Published the week of November 8 in The Snapper.
After the short-lived faculty strike that occurred in mid-October, things have seemed relatively normal —with the exception of some extra assignments.
These assignments have left students to wonder: Why do we have to make up assignments for strike days, but not for snow days?
“We did [things] slightly different because the strike was so well known about,” said Vilas Prabhu, University Provost. “We wanted to make sure that the nationally accredited programs clearly got a picture that those missed days were made up by faculty.”
The extra assignments were not meant to penalize the students, Prabhu said. The work needed to be made up because faculty missed class.
This plan was thought about in advance to the strike, which is why everything went back to normal so quickly, Prabhu said.
“Even before the strike, we were planning,” Prabhu said. “Millersville’s faculty-administration relationship is perhaps the best [in the PASSHE system].”
The extra assignments were submitted by the professors to the deans of their respective schools.

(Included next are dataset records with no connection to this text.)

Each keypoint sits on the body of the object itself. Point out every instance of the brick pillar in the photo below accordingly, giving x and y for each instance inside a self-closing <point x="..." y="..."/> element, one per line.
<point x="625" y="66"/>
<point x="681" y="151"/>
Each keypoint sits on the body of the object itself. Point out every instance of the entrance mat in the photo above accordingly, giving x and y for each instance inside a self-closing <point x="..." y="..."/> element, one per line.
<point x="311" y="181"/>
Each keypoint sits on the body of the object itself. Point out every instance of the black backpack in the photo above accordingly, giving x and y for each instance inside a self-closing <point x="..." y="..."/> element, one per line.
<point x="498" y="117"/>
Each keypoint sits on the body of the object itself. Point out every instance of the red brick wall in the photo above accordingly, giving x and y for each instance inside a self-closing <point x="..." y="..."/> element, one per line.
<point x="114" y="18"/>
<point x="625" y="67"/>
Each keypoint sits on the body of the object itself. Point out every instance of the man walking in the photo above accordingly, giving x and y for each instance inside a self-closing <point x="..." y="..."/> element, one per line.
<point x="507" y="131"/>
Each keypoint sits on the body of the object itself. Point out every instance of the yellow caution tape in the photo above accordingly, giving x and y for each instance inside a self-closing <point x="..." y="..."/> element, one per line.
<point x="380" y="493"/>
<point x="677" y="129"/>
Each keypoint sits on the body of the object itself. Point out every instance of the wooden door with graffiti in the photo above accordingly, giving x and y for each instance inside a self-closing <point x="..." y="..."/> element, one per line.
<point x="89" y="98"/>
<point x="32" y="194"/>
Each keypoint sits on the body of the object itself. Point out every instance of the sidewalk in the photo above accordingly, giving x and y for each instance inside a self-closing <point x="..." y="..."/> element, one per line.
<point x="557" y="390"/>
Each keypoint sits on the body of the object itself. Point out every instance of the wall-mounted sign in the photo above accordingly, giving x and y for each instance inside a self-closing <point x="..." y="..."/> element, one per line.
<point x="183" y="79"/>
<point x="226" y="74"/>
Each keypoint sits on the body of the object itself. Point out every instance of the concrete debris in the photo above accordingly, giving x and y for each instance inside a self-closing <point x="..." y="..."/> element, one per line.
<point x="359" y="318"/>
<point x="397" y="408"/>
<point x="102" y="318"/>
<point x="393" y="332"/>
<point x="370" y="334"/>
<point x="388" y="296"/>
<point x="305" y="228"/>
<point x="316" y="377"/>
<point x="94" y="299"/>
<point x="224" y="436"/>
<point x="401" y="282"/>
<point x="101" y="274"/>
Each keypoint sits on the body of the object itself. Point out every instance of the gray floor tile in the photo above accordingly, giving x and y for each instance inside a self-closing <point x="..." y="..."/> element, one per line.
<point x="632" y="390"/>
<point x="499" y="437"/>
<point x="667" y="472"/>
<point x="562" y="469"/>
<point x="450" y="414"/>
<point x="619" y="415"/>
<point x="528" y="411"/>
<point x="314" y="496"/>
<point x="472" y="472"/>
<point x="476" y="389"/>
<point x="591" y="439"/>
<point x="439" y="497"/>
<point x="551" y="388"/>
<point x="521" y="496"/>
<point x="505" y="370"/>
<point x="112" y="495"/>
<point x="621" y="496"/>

Professors were required to speak to the students to ensure that the plan met the needs of the majority of the class.
Over 75 percent of professors have already submitted their plans to the deans, Prabhu said.
“My main concern is always that students needs to have the opportunity to complete the work by the end of the semester,” Prabhu said. “That was the focus even before the faculty strike.”
Overall, the damage caused by the strike was negligible, according to Prabhu.
“The most important thing is…right from the beginning, we were engaged for the impact, trying to mitigate the impact of the strike on student progress,” Prabhu said. “I am very proud of students and faculty in how they behaved during the strike and after the strike.”
The damage caused by the strike was minimal at Millersville; the end of the strike was announced around 4 p.m. on Friday, Oct. 21, and everything from Desire2Learn to the faculty emails were up and running almost instantly.
“We did the Millersville way, which is always the good way,” Prabhu said.